A second class action, Plata v. Brown, was filed in 2001, in which California conceded that deficiencies in prison medical care violated the Eighth Amendment. When the State had not complied with the remedial injunction issued, the Court appointed a Receiver to oversee the remedial efforts. Three years later, the Receiver described equally deplorable continuing deficiencies in medical care. In one prison, up to 50 sick inmates were held together in one 12 foot x 20 foot cage up to five hours awaiting treatment. The Coleman and Plata plaintiffs thereupon requested their respective district courts to convene a three-judge panel to order reductions in the prison population.

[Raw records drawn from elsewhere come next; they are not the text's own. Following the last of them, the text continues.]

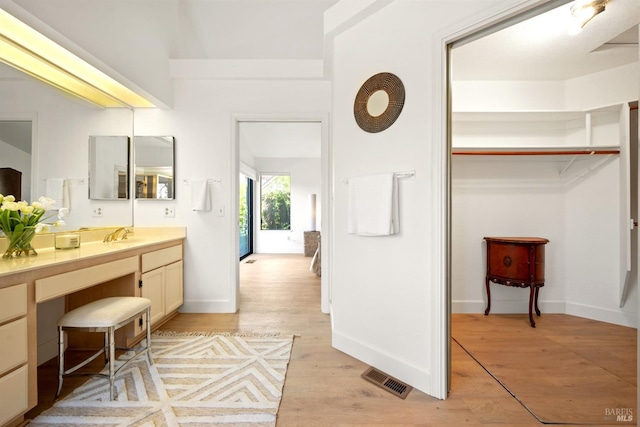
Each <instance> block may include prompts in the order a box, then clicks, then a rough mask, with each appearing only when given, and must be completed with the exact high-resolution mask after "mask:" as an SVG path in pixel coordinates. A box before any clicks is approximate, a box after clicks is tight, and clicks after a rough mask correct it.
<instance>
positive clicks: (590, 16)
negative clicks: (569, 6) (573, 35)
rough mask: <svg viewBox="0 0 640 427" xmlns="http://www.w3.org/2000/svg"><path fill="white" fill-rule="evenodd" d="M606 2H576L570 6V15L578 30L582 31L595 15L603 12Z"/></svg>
mask: <svg viewBox="0 0 640 427" xmlns="http://www.w3.org/2000/svg"><path fill="white" fill-rule="evenodd" d="M608 2H609V0H576V1H575V2H574V3H573V5H572V6H571V15H573V17H574V18H575V20H576V25H577V27H578V29H582V28H583V27H584V26H585V25H587V22H589V21H591V20H592V19H593V18H594V17H595V16H596V15H598V14H599V13H601V12H604V10H605V8H606V7H607V3H608Z"/></svg>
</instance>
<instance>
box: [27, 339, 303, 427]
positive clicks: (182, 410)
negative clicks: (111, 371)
mask: <svg viewBox="0 0 640 427" xmlns="http://www.w3.org/2000/svg"><path fill="white" fill-rule="evenodd" d="M292 344H293V337H281V336H279V335H278V334H235V335H231V334H220V333H175V332H161V333H154V334H153V335H152V338H151V355H152V359H153V362H154V363H153V365H151V366H149V362H148V361H147V358H146V356H139V357H138V358H136V360H134V361H132V362H131V363H130V364H129V365H128V366H127V367H126V368H125V369H123V370H122V371H120V372H119V373H118V376H117V377H116V383H115V386H116V400H114V401H113V402H112V401H110V400H109V387H108V381H107V380H106V379H104V378H98V377H96V378H91V379H90V380H89V381H87V382H86V383H84V384H83V385H82V386H80V387H78V388H77V389H75V390H74V391H73V392H72V393H71V394H70V395H68V396H67V397H65V398H64V399H62V400H60V401H58V402H56V403H55V405H54V406H53V407H51V408H49V409H48V410H46V411H44V412H43V413H41V414H40V415H39V416H38V417H36V418H35V419H33V420H32V421H31V422H30V423H29V425H30V426H89V425H92V426H96V425H99V426H119V427H124V426H139V427H150V426H217V425H224V426H245V425H247V426H274V425H275V422H276V414H277V412H278V407H279V405H280V399H281V397H282V388H283V386H284V379H285V374H286V372H287V365H288V364H289V358H290V355H291V347H292ZM124 357H126V355H125V356H124ZM121 359H122V358H121Z"/></svg>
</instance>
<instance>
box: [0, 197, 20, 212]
mask: <svg viewBox="0 0 640 427" xmlns="http://www.w3.org/2000/svg"><path fill="white" fill-rule="evenodd" d="M8 198H9V197H5V199H4V203H2V209H3V210H4V209H6V210H9V211H19V210H20V206H19V205H18V204H17V203H16V202H11V201H7V199H8ZM14 200H15V199H14Z"/></svg>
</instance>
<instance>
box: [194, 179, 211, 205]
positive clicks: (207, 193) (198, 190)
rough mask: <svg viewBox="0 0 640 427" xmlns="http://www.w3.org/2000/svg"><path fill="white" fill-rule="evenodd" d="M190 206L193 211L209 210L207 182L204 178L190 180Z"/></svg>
mask: <svg viewBox="0 0 640 427" xmlns="http://www.w3.org/2000/svg"><path fill="white" fill-rule="evenodd" d="M191 207H192V209H193V210H194V211H204V212H208V211H210V210H211V199H210V198H209V184H208V182H207V180H206V179H205V180H196V181H191Z"/></svg>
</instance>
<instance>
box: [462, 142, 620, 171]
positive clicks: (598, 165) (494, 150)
mask: <svg viewBox="0 0 640 427" xmlns="http://www.w3.org/2000/svg"><path fill="white" fill-rule="evenodd" d="M451 154H452V155H454V156H456V157H458V156H462V157H463V158H465V157H466V156H470V158H476V159H481V158H483V156H484V158H487V159H490V158H495V156H498V157H502V158H509V157H510V156H512V157H514V158H518V159H524V158H525V157H529V158H537V159H547V160H549V161H554V162H560V163H563V165H562V166H561V167H560V168H559V170H558V174H559V175H560V176H562V175H564V174H565V173H566V172H567V171H568V170H569V169H570V168H571V167H572V166H573V165H576V164H580V166H581V167H582V168H583V169H584V171H583V173H582V174H581V175H580V176H584V175H586V174H587V173H589V172H591V171H593V170H596V169H597V168H598V167H600V166H601V165H603V164H604V163H605V162H607V161H608V159H609V158H611V157H612V156H615V155H619V154H620V147H617V146H582V147H568V146H566V147H565V146H561V147H558V146H556V147H552V146H547V147H456V148H452V150H451ZM581 160H584V162H582V161H581Z"/></svg>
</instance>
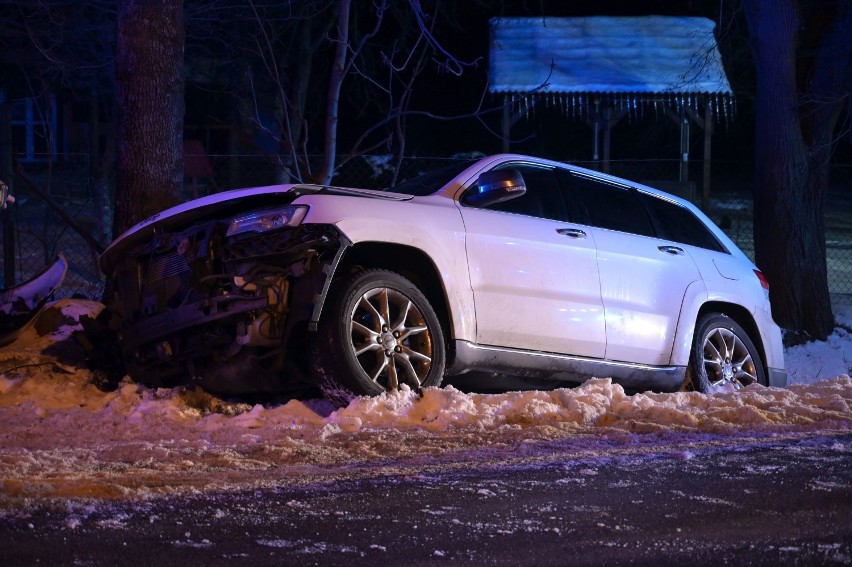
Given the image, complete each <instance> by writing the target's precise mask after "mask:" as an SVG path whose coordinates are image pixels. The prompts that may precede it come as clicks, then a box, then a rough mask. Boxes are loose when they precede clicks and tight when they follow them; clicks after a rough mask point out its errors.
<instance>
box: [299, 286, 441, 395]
mask: <svg viewBox="0 0 852 567" xmlns="http://www.w3.org/2000/svg"><path fill="white" fill-rule="evenodd" d="M324 312H325V313H324V314H323V316H322V318H321V320H320V324H319V328H318V330H317V335H316V340H315V342H314V348H313V349H312V351H313V352H312V355H313V368H314V371H315V373H316V374H317V379H318V383H319V386H320V388H321V389H322V391H323V393H324V394H325V396H326V397H327V398H329V399H330V400H331V401H333V402H335V403H339V404H344V403H348V401H349V400H350V399H351V398H352V397H354V396H361V395H368V396H374V395H378V394H381V393H383V392H387V391H390V390H396V389H398V388H399V387H400V386H401V385H402V384H407V385H408V386H409V387H411V388H412V389H413V390H419V389H420V388H425V387H428V386H440V384H441V380H442V379H443V376H444V366H445V359H446V347H445V342H444V335H443V332H442V330H441V325H440V322H439V321H438V317H437V315H436V314H435V311H434V309H432V306H431V305H430V304H429V301H428V300H427V299H426V296H424V295H423V293H422V292H421V291H420V290H419V289H418V288H417V287H416V286H415V285H414V284H413V283H411V282H410V281H409V280H407V279H406V278H404V277H402V276H401V275H399V274H397V273H395V272H391V271H387V270H367V271H364V272H360V273H358V274H355V275H354V276H352V277H350V278H349V279H347V280H345V281H344V282H342V284H341V285H340V286H338V287H337V288H336V292H335V293H334V295H333V297H332V300H331V303H330V305H328V306H327V308H326V309H324Z"/></svg>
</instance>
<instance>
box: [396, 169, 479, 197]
mask: <svg viewBox="0 0 852 567" xmlns="http://www.w3.org/2000/svg"><path fill="white" fill-rule="evenodd" d="M474 163H476V160H466V161H462V162H459V163H454V164H451V165H447V166H444V167H442V168H440V169H436V170H434V171H430V172H429V173H424V174H423V175H419V176H417V177H415V178H413V179H408V180H407V181H403V182H402V183H399V184H397V185H394V186H393V187H391V188H390V189H389V191H393V192H394V193H405V194H407V195H414V196H422V195H431V194H432V193H434V192H435V191H437V190H439V189H440V188H442V187H443V186H444V185H446V184H447V183H449V182H450V181H452V180H453V179H454V178H455V177H456V176H457V175H458V174H459V173H461V172H462V171H464V170H465V169H467V168H468V167H470V166H471V165H473V164H474Z"/></svg>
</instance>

The Supreme Court held that if a prison deprives inmates of their basic needs for sustenance, including adequate mental health and medical care, courts have a responsibility to remedy the Eighth Amendment violations. Under the PLRA, only a three-judge panel may enter an order imposing a population limit and only after a district court has entered an order for less intrusive relief that has failed after the state has been given reasonable time for compliance. Before doing so, that court must also first consider a range of options, and then find by clear and convincing evidence that crowding is the primary cause of the violations, no other relief will remedy the situation and the relief is narrowly drawn and the least intrusive means to correct the violations. The court must also consider any adverse impact such a population limit will have on public safety and the operation of the criminal justice system. The Supreme Court thus held that the three judge-panel had properly heard evidence of then-current conditions and that no other relief short of imposing a population limit would remedy the situation. California indicates that it is proceeding to implement measures to reduce its prison population, but with the State’s severe budget crisis, it remains to be seen how effective its efforts will be.

Justice Scalia filed a dissenting opinion in which Justice Thomas joined. Justice Alito also filed a dissenting opinion in which Chief Justice Roberts joined.